Tariffs on medical devices are part of larger trade policies with wider effects. Some policies, like those under the Trump administration’s “America First” plan, aimed to protect U.S. manufacturing jobs. But they often made costs higher for American buyers and makers. For example, the Minneapolis Speaker Company had a 25% rise in steel and aluminum costs because of tariffs, which led to moving some production out of the U.S.
North American supply chains, important for medical device making, have also been hurt by tariffs on products from Mexico and Canada. These supply chains support a $2 trillion regional economy and help compete with major markets like the European Union and China.
Experts warn that continuing tariffs might weaken U.S. competitiveness by pushing companies to move jobs and production overseas. Retaliatory tariffs from Mexico and Canada could raise costs more for American hospitals and patients.
Tariffs significantly increase costs for manufacturers and healthcare providers, which can lead to higher healthcare expenditures and potentially inflate prices for patients. The interconnected nature of the health technology sector means that tariffs on medical devices can impact a broad range of related sectors.
Tariffs can divert essential funds from research and development, stifling innovation.
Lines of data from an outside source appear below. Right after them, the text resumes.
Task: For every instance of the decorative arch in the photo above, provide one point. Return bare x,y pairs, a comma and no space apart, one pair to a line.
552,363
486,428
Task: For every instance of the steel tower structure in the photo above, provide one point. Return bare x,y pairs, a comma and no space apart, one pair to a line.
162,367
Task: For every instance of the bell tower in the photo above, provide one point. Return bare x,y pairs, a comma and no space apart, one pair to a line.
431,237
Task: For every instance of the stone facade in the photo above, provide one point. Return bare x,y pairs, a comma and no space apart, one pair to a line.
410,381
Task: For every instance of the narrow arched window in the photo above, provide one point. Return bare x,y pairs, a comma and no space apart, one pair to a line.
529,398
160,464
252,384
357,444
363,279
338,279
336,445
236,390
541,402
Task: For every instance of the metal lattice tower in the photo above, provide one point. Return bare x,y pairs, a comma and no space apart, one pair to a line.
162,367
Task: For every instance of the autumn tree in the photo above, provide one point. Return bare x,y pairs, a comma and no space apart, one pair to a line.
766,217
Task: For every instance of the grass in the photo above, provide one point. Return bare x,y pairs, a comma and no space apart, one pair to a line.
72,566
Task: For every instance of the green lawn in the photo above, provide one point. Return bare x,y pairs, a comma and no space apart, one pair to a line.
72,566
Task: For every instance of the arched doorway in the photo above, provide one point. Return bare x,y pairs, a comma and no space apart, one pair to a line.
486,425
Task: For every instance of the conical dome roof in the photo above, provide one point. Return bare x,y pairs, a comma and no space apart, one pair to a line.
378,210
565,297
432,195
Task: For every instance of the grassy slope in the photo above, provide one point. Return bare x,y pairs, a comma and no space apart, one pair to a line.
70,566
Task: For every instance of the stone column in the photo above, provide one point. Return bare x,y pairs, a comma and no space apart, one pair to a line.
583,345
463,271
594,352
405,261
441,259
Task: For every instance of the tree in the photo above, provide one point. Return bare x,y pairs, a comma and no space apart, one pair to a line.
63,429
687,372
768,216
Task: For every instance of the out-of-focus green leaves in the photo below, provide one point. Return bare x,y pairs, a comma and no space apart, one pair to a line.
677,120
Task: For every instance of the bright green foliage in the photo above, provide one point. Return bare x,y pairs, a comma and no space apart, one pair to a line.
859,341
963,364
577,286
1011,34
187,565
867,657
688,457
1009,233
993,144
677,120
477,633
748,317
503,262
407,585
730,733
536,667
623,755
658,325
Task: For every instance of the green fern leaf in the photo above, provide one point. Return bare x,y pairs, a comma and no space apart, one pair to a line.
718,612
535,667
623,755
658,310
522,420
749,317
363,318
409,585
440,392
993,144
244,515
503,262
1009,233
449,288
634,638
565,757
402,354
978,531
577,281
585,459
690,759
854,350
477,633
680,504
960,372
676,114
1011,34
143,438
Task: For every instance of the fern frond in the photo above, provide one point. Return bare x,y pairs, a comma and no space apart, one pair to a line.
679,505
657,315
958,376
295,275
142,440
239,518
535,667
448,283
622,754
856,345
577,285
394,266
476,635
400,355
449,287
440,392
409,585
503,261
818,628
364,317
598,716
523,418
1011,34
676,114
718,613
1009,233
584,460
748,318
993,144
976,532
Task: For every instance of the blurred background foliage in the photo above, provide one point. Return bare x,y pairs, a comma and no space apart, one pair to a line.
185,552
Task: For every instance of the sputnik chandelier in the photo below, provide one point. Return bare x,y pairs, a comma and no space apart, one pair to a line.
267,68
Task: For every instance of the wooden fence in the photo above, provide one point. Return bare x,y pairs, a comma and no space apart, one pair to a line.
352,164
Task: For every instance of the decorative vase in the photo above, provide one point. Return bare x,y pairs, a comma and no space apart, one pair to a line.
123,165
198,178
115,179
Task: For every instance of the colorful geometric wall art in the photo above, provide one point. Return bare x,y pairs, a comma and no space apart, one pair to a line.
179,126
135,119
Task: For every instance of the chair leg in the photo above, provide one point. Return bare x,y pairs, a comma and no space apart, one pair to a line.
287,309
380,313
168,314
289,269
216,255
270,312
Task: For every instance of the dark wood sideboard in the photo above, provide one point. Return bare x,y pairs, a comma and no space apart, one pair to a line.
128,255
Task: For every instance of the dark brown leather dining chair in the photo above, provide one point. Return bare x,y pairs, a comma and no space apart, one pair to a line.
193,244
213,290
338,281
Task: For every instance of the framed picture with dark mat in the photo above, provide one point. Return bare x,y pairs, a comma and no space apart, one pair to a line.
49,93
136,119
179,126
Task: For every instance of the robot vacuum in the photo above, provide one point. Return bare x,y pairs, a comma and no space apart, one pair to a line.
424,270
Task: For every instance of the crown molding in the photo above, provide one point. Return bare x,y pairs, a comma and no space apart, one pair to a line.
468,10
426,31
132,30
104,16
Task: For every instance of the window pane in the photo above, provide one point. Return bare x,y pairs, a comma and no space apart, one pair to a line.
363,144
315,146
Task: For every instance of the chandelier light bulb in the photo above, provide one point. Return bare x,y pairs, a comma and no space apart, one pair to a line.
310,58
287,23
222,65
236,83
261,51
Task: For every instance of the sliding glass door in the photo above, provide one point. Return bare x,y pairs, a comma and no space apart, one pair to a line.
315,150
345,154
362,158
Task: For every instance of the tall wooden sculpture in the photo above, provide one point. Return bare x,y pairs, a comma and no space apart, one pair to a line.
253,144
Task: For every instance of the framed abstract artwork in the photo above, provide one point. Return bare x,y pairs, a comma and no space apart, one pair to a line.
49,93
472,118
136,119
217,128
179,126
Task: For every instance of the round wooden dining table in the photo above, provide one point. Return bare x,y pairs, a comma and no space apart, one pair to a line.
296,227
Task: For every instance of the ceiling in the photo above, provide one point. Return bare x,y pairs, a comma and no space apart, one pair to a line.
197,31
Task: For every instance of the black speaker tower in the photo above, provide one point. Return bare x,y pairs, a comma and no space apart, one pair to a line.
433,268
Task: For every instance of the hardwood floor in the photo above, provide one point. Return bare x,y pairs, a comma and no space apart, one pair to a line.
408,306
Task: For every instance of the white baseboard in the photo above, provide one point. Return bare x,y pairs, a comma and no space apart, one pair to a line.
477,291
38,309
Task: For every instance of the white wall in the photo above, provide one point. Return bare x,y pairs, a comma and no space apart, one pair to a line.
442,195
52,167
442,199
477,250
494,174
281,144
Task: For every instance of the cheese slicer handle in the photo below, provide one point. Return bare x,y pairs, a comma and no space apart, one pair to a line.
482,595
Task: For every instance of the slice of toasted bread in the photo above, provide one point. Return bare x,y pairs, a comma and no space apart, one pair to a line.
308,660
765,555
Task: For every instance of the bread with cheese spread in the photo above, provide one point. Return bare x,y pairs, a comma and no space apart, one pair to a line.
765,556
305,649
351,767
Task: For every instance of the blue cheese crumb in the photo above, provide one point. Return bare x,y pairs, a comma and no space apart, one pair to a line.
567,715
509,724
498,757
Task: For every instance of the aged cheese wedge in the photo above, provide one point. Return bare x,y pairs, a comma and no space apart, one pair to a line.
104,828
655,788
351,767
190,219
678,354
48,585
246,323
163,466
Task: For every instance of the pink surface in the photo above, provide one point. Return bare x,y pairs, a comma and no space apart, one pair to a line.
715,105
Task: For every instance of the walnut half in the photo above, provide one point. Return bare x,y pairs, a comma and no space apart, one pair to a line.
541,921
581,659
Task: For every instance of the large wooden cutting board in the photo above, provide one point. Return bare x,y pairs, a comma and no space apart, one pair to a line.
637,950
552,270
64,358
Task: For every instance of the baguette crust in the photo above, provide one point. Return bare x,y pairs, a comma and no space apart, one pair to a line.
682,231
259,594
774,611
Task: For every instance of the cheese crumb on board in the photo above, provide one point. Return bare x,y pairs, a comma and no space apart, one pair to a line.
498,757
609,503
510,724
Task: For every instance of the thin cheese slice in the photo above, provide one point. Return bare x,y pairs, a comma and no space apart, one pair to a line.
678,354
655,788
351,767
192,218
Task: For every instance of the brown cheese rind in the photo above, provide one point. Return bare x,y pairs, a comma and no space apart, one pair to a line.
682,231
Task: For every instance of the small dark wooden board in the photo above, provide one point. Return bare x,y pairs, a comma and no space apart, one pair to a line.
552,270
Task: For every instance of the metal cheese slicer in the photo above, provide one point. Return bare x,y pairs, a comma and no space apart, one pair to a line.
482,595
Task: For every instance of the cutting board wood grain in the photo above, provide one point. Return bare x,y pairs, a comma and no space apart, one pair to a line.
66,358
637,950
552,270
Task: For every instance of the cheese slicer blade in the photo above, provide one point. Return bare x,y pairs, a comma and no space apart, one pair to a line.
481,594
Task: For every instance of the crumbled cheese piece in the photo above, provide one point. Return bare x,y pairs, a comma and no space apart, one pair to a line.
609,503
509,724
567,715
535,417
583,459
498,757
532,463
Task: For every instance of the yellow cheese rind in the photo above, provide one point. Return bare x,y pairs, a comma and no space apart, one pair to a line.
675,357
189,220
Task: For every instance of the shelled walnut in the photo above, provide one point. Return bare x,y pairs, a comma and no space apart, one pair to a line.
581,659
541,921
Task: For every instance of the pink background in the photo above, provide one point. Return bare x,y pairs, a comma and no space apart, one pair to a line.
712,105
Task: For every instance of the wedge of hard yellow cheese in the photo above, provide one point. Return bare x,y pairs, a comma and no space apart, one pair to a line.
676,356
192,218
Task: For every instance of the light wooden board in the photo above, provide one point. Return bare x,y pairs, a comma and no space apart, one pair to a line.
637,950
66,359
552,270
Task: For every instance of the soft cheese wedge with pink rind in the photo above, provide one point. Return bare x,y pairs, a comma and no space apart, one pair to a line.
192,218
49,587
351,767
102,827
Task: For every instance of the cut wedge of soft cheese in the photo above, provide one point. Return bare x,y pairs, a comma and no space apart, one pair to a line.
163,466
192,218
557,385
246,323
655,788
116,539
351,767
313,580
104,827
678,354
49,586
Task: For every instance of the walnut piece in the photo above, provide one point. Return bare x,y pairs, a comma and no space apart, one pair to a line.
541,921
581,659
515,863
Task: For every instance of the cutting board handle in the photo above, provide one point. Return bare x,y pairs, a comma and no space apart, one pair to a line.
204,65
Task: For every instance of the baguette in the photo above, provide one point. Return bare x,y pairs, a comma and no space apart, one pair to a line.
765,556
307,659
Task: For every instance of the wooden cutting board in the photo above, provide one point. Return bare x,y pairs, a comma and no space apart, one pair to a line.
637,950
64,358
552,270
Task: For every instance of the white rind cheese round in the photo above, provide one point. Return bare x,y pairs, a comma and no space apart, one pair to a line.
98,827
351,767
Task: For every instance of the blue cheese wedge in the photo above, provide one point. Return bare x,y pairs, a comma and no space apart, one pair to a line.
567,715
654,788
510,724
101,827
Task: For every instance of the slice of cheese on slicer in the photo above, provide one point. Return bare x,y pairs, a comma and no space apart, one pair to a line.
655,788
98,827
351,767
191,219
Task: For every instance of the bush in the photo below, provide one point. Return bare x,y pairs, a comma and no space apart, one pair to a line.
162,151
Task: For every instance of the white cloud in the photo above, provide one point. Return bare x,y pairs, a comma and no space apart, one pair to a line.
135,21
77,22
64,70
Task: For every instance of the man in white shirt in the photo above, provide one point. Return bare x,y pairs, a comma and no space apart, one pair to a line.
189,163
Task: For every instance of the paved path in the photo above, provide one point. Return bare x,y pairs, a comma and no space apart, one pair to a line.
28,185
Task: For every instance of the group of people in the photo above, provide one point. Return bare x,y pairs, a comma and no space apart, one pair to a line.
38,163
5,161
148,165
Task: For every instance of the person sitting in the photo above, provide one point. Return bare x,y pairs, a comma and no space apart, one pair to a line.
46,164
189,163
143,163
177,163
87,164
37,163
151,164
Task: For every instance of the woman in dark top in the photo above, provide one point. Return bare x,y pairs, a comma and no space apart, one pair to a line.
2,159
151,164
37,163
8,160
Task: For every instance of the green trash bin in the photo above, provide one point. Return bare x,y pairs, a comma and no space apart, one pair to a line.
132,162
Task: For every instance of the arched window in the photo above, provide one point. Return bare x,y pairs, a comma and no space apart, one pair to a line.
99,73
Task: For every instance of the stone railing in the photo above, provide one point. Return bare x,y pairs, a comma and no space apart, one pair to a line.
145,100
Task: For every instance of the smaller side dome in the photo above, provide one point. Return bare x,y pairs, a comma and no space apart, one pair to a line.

Increased manufacturing costs may lead companies to postpone or reduce R&D efforts, resulting in delays in the introduction of new medical technologies.
Tariffs lead to increased costs for raw materials and components, resulting in a financial strain on healthcare providers. Many healthcare systems report anticipating significant cost increases, which can affect operational budgets and care quality.
Tariffs create barriers in the intricately linked global supply chains necessary for sourcing medical devices and components. This can lead to delays in procurement, shortages, and overall supply chain instability.
Higher costs due to tariffs may result in increased out-of-pocket expenses for patients, limiting access to essential medical devices and delaying necessary care, particularly affecting underserved communities.
Approximately 69% of medical devices marketed in the U.S. are manufactured entirely outside the country, making the sector highly susceptible to the impacts of tariffs on imported components.
Tariffs could discourage manufacturers from investing in domestic production due to increased costs and market instability, leading to reduced competitiveness in the global market and potential job losses.
A significant percentage of healthcare administrators indicate plans to delay essential equipment upgrades due to increased costs. This may lead to a reduction in the quality of patient care.
CTeL advocates for the exemption of health technology from tariffs, believing that tariffs threaten innovation and patient access. They actively engage with policymakers to address these concerns.
Past advocacy efforts, such as those by the American Farm Bureau Federation, successfully secured tariff exemptions for vital sectors. These precedents demonstrate that coordinated industry action can lead to positive policy changes.